The NRR were eventually separated into nine battalions. The 1st Battalion was raised in 1939 and were sent to guard the Northern Rhodesian border with the Belgian Congo following a false report there was an invasion force preparing to pass through Portuguese Angola. They then moved to fight against the Italian conquest of British Somaliland and then onto Ceylon and Burma via Aden. The 2nd Battalion was established in 1940 and shot 40 rioters during the 1940 Copperbelt strike. As a result, they were split and served out the rest of the war carrying out internal security and garrison duties. The 3rd, 4th and 5th Battalions were also raised for garrison duties. The 6th were sent to fight in Italian Somaliland in the East Africa campaign, the 7th served in French Madagascar and the 8th served in Somaliland and the Ethiopian Empire.

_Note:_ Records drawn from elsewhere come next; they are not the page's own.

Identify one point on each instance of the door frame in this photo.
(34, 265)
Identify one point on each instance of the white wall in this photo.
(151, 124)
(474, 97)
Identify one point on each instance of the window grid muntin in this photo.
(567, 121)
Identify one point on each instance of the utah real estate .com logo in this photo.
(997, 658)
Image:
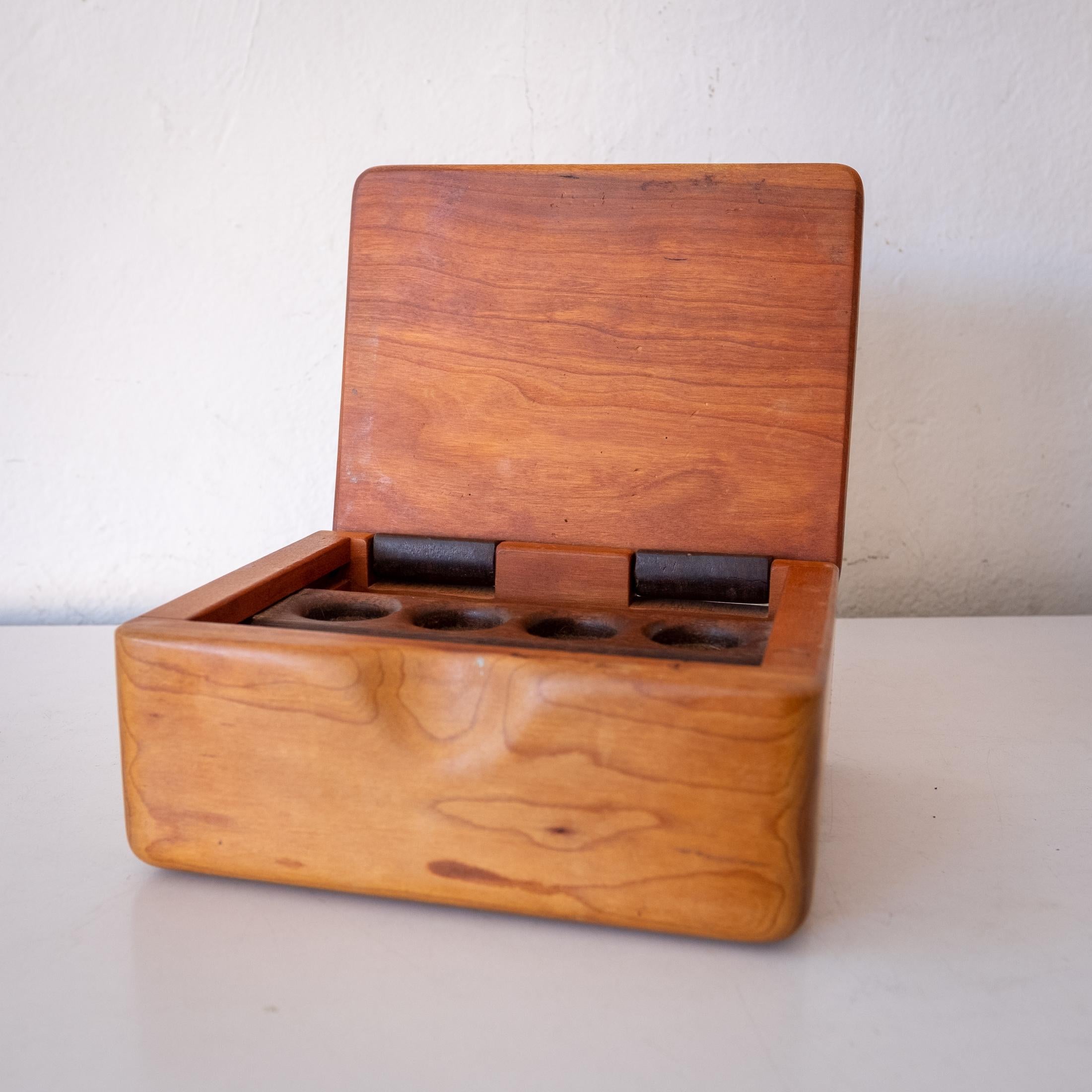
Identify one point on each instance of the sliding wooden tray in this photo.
(578, 374)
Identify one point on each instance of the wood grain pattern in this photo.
(558, 575)
(653, 794)
(652, 357)
(628, 357)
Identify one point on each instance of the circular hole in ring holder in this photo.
(359, 609)
(694, 635)
(459, 618)
(572, 628)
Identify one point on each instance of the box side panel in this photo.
(653, 795)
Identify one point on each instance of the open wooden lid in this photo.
(654, 357)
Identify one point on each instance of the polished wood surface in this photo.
(563, 575)
(652, 357)
(650, 793)
(572, 364)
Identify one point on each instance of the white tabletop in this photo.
(949, 946)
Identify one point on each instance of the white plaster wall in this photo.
(175, 185)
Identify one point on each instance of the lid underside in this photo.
(656, 357)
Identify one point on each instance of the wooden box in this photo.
(566, 651)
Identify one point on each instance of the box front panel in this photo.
(661, 796)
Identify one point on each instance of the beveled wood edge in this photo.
(801, 174)
(803, 630)
(243, 593)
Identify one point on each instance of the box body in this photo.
(576, 373)
(656, 794)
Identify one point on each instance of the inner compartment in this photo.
(670, 631)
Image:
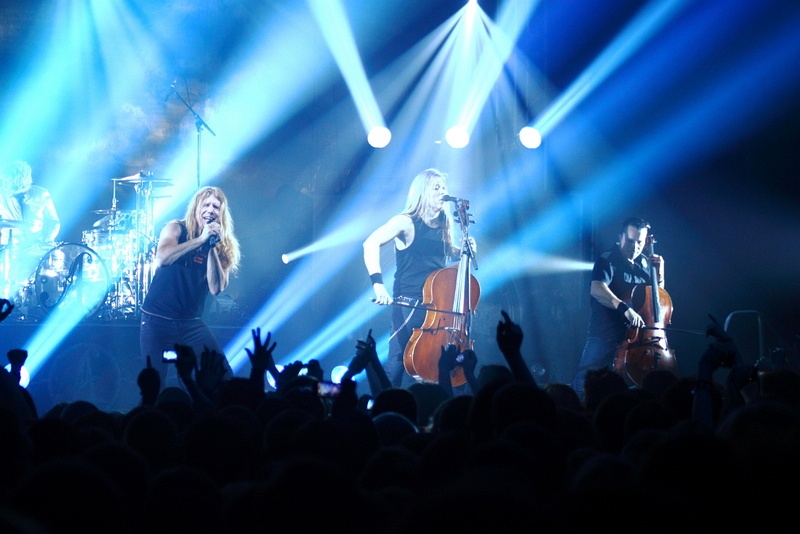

There was also an Independent Company set up to protect the headquarters of the East Africa Command.

==Notable personnel==

- William Alfred Dimoline, later a British Army general, served as Commandant of the NRR pre-Second World War
- Roger Hawkins, Rhodesian politician, served in the NRR during the Second World War
- Kennedy Trevaskis, later High Commissioner of Aden, served in the NRR during the Second World War
- Peter Walls, later head of the Armed Forces of Rhodesia, began his Rhodesian military career with the NRR post-Second World War
- Eric Charles Twelves Wilson, winner of the Victoria Cross, was seconded to the NRR in 1946
- Edward Makuka Nkoloso, served in the NRR during the Second World War, later he became a member of the Zambian resistance movement and was the founder of the Zambia National Academy of Science, Space Research and Philosophy.